Novel biomechanical quantification methodology for lumbar intraforaminal spinal nerve adhesion in a laminectomy and disc injury rat model

Abstract

Spinal nerve fibrosis following injury or surgical intervention may play an important role in the pathophysiology of chronic back pain. In this current study, we demonstrate the role of biomechanical quantification of lumbar intraforaminal spinal nerve adhesion and tethering in the analysis of the post-laminectomy condition and describe a direct methodology to make this measurement. Twenty age-matched Sprague–Dawley male rats were divided into operative and non-operative (control) groups. Operative animals underwent a bilateral L5-L6 laminectomy with right-side L5-6 disc injury, a post-laminectomy pain model previously published by this lab. At eight weeks, animals were sacrificed and the strength of adhesion of the L5 intraforaminal spinal nerve to surrounding structures was quantified using a novel biomechanical methodology.
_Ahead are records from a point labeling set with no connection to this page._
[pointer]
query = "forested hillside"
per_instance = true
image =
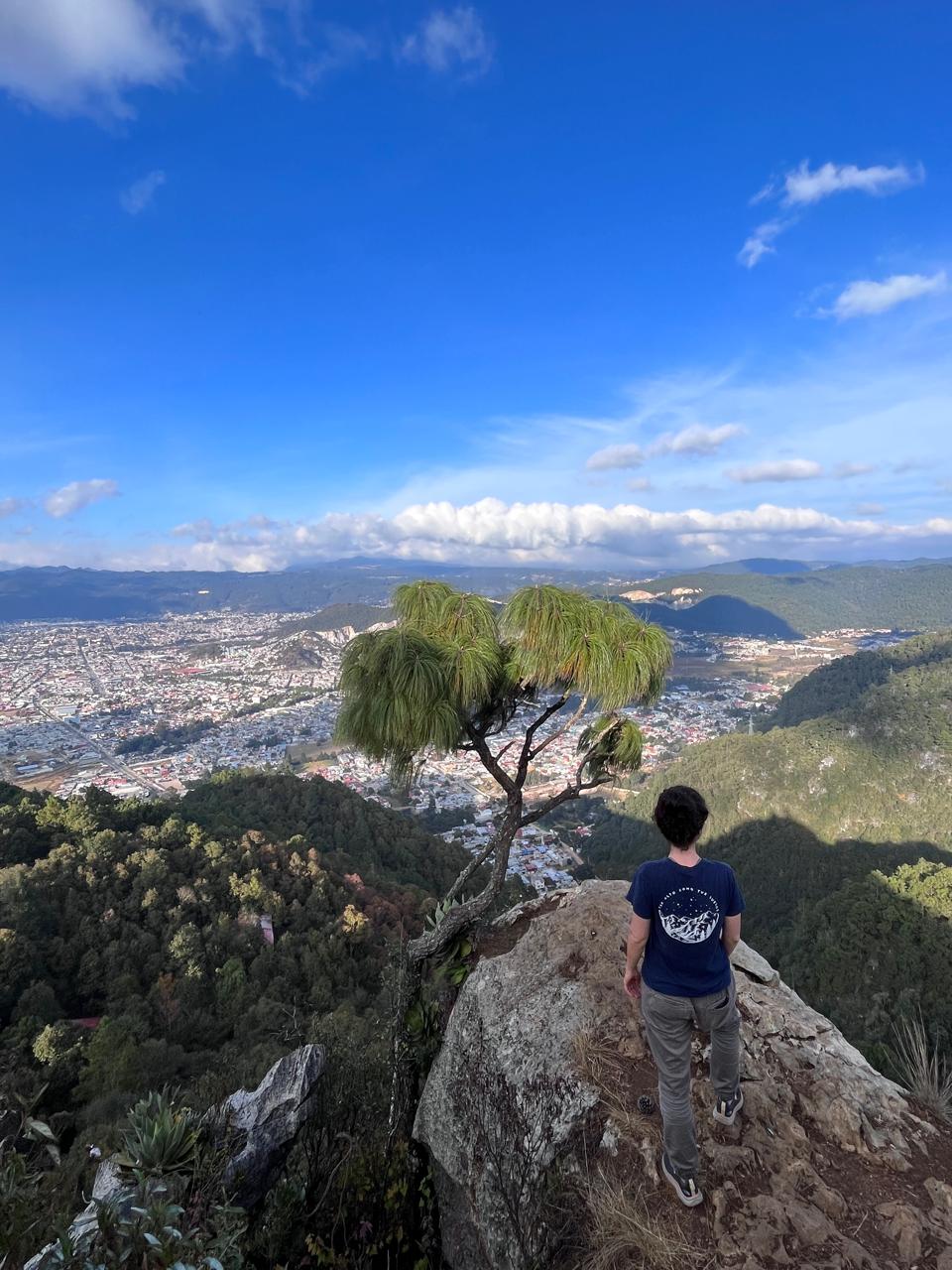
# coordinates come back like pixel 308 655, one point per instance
pixel 842 684
pixel 839 829
pixel 200 934
pixel 188 945
pixel 915 598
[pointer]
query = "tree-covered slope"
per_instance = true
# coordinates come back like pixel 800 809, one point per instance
pixel 207 935
pixel 828 824
pixel 841 684
pixel 914 598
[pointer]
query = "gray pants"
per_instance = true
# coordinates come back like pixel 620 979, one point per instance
pixel 669 1023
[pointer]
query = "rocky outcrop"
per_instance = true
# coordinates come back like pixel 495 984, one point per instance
pixel 542 1066
pixel 259 1128
pixel 263 1124
pixel 107 1188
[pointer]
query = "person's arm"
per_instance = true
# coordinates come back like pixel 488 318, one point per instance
pixel 731 934
pixel 639 930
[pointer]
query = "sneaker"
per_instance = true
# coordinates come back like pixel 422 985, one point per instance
pixel 685 1187
pixel 726 1109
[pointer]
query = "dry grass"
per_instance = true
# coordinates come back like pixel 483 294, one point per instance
pixel 624 1234
pixel 601 1065
pixel 923 1070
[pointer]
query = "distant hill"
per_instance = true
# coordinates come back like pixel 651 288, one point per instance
pixel 99 594
pixel 838 826
pixel 918 597
pixel 334 617
pixel 767 566
pixel 719 615
pixel 748 597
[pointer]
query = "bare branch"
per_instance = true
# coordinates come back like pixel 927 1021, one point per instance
pixel 499 775
pixel 561 731
pixel 526 754
pixel 570 792
pixel 471 869
pixel 466 915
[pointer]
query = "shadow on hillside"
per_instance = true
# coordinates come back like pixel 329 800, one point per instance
pixel 826 690
pixel 782 865
pixel 719 615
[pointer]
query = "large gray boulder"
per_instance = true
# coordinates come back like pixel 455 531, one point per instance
pixel 542 1065
pixel 107 1188
pixel 258 1125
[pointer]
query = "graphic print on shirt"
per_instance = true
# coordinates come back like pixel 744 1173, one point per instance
pixel 689 915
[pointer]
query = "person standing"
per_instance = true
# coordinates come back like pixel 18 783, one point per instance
pixel 685 920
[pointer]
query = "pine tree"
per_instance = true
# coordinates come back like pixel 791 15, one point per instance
pixel 456 671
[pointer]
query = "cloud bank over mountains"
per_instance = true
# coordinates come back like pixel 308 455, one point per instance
pixel 494 532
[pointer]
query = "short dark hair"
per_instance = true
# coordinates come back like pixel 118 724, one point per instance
pixel 680 815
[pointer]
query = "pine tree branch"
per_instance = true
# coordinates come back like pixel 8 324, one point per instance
pixel 570 792
pixel 499 775
pixel 527 752
pixel 561 731
pixel 466 915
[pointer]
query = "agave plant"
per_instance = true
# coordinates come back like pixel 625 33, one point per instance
pixel 162 1138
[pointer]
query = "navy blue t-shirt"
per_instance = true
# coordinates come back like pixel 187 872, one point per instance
pixel 687 907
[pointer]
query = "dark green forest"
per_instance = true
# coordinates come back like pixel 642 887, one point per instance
pixel 132 957
pixel 820 599
pixel 838 825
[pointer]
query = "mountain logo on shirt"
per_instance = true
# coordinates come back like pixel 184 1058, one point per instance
pixel 689 915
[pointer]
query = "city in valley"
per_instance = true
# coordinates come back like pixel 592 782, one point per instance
pixel 145 708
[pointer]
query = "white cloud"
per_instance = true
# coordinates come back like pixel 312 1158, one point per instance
pixel 141 191
pixel 761 243
pixel 777 470
pixel 89 56
pixel 76 495
pixel 865 298
pixel 610 457
pixel 803 186
pixel 449 41
pixel 696 440
pixel 66 56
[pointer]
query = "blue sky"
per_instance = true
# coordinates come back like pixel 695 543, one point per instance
pixel 626 285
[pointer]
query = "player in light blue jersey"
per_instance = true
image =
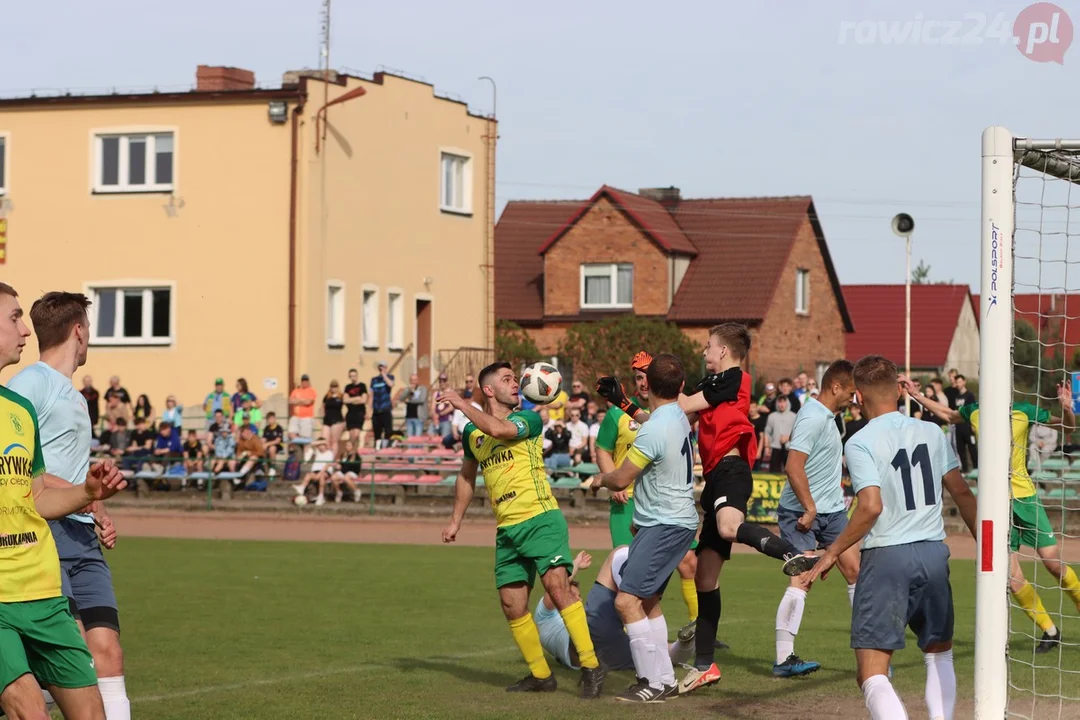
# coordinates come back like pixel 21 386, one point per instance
pixel 62 324
pixel 811 513
pixel 605 626
pixel 661 461
pixel 899 466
Operative animals were found to have a significantly greater load to displace the intact right L5 spinal nerve through the intervertebral foramen when compared to control animals. The findings show that the post-laminectomy condition creates quantifiable fibrosis of the spinal nerve to surrounding structures and supports the conclusion that this fibrosis may play a role in the post-laminectomy pain syndrome.